On May 23, 1885, a Bombay newspaper published an editorial declaring that obesity was to be regarded as a disease, a “gradual yet a true perversion of a normal state”. It described Bantingism, but maintained that “many persons placed on such a diet, while certainly reduced in bulk, felt so weak, dyspeptic, and wretched that they were unable to persevere”.
It also described in detail the Ebstein diet. However, the editorial, with due deference to Ebstein, and to other doctors who “vaunted their systems of reducing fat”, definitively declared that “habit of life” had more to do with growing stout than any other “agency”.
The editorial sparked considerable discussion across the Presidency, with newspapers publishing letters on the subject for months afterwards. Written under colourful pseudonyms, these letters described readers’ experiments with Bantingism, Ebsteinism, and other fashionable diets.

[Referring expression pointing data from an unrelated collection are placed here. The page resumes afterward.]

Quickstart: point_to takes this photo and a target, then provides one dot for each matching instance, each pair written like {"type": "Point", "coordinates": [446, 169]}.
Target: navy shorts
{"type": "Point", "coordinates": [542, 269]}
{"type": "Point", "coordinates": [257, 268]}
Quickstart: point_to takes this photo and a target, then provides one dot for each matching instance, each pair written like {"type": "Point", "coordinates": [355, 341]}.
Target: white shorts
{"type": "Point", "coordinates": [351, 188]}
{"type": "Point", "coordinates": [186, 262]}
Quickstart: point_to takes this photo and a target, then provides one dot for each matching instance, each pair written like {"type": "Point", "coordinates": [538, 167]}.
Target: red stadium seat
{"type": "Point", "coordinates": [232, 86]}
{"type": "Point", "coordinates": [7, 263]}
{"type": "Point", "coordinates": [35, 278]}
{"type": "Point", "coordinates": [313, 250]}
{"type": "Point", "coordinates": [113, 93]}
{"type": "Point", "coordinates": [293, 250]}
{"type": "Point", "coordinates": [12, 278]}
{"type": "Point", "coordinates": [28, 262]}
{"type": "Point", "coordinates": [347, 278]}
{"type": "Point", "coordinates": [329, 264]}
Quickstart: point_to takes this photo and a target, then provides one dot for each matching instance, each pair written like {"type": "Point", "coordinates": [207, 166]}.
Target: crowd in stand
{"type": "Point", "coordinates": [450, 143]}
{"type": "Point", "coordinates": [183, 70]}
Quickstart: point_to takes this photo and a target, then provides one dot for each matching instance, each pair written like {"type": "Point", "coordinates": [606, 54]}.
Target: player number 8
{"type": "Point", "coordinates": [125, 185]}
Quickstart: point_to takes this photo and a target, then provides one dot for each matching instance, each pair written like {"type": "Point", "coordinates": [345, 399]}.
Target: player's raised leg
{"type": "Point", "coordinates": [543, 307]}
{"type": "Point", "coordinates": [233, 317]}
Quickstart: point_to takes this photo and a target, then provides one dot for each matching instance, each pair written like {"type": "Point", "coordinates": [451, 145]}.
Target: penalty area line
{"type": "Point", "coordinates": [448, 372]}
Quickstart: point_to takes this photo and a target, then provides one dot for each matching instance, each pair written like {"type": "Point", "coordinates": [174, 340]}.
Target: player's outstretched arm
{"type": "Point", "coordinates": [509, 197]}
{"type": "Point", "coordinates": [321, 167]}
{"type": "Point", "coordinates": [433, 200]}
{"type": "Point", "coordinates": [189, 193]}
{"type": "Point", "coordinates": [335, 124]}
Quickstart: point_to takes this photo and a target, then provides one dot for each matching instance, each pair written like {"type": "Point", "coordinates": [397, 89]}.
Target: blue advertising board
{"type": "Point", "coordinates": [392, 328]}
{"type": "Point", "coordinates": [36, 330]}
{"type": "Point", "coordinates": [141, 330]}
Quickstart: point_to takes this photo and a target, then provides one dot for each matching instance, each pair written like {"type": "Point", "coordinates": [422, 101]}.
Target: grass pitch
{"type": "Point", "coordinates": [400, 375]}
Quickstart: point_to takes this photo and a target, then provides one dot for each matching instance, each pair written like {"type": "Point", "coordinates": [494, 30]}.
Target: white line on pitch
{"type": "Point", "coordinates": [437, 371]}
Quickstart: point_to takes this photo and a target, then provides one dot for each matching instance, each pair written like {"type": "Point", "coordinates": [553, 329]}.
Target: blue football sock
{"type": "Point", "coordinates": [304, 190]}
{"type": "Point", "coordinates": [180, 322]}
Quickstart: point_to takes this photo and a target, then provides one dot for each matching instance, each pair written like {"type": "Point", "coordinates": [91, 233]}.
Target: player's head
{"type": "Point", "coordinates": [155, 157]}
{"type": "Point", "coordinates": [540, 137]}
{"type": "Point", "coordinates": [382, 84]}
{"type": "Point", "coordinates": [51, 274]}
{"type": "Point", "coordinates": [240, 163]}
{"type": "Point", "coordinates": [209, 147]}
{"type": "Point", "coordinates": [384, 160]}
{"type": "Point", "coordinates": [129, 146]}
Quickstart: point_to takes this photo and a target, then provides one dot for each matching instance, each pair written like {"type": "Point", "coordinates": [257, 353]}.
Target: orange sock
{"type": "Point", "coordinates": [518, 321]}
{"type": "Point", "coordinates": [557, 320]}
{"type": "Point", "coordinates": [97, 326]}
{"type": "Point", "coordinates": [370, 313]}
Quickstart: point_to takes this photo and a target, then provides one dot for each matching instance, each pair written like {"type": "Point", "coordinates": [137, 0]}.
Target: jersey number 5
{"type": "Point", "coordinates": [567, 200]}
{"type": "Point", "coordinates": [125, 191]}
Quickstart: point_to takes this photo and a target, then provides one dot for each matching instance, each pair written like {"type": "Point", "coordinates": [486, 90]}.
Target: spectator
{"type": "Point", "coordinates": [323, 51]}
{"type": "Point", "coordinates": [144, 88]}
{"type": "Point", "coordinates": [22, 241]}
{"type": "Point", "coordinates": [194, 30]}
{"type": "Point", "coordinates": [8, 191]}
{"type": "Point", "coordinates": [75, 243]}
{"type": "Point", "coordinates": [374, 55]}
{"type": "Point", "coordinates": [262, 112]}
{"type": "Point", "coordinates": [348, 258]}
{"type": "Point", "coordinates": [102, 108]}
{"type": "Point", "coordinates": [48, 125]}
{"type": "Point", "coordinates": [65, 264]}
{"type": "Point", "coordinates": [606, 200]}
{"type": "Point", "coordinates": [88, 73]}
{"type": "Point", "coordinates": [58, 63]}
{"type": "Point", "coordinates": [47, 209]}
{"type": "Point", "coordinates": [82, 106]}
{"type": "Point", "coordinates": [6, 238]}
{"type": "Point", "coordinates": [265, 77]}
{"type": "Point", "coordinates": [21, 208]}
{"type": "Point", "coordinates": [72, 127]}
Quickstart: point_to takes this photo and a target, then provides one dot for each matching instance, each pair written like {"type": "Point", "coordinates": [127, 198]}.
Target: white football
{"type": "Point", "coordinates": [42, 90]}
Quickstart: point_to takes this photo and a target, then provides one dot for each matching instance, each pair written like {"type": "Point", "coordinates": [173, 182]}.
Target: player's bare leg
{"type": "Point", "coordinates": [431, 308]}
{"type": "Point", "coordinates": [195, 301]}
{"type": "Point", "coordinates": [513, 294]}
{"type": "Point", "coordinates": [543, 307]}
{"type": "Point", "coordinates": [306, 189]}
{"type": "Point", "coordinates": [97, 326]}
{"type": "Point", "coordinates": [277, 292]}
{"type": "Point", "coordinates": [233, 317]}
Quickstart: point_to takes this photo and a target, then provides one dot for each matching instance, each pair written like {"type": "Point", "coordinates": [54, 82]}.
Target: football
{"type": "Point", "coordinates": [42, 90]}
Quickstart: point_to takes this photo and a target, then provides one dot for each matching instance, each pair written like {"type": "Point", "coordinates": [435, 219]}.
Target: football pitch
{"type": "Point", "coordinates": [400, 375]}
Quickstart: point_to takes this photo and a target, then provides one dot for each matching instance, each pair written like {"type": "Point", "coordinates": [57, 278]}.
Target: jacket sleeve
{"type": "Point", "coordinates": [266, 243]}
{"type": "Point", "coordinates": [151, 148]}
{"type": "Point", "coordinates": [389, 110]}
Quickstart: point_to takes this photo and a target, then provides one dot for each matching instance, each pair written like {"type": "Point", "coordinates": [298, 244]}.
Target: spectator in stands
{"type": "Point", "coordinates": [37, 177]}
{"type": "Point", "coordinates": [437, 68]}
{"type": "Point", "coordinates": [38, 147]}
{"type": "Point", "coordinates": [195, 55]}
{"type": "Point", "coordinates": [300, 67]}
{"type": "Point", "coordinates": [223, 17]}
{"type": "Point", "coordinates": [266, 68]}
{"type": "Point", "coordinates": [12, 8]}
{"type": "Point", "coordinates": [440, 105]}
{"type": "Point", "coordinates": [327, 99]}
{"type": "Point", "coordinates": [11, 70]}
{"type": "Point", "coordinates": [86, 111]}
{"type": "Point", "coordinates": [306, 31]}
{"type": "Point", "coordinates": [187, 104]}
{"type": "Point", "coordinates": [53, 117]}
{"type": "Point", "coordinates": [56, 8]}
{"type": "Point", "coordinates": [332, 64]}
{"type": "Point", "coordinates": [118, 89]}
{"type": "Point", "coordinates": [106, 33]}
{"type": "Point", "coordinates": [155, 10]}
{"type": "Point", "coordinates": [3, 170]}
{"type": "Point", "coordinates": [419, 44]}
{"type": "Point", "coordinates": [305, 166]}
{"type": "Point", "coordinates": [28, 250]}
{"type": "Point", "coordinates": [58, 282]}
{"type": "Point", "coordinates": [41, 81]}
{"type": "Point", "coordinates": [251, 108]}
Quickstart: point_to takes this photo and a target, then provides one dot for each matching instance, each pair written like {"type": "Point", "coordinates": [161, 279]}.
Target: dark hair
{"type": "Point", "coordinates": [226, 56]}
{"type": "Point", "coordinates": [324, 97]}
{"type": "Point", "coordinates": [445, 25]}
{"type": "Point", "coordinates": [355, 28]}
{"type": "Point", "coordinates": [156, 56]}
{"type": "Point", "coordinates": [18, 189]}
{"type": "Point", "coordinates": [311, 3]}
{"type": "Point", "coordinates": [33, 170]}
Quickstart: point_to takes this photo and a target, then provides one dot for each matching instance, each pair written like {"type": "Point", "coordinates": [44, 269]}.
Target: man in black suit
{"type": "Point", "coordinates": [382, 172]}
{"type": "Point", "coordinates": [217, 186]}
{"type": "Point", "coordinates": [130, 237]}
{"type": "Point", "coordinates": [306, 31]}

One correspondent from Poona, signing himself “Heavy Weight”, argued that such diets could actually worsen obesity, since many stout people already ate sparingly and the quantities prescribed in these manuals exceeded their normal appetite. Another writer from Poona, calling himself “Swami”, remarked that “even a dog got fat if he did not move”, insisting that physical exercise remained the only real cure for obesity.
These manuals by Banting, Ebstein, and others brought scientific ideas that were once confined to chemistry textbooks and medical journals into everyday conversation. Terms such as ‘carbohydrates’, ‘albumen’, and ‘nitrogenous matter’ gradually became familiar to ordinary people and began to find a natural place in daily discussions about food and health.
The popularity of the weight loss manuals and the conversations around obesity, food, and exercise reveal how deeply politics, empire, and the human body had become entangled in colonial India.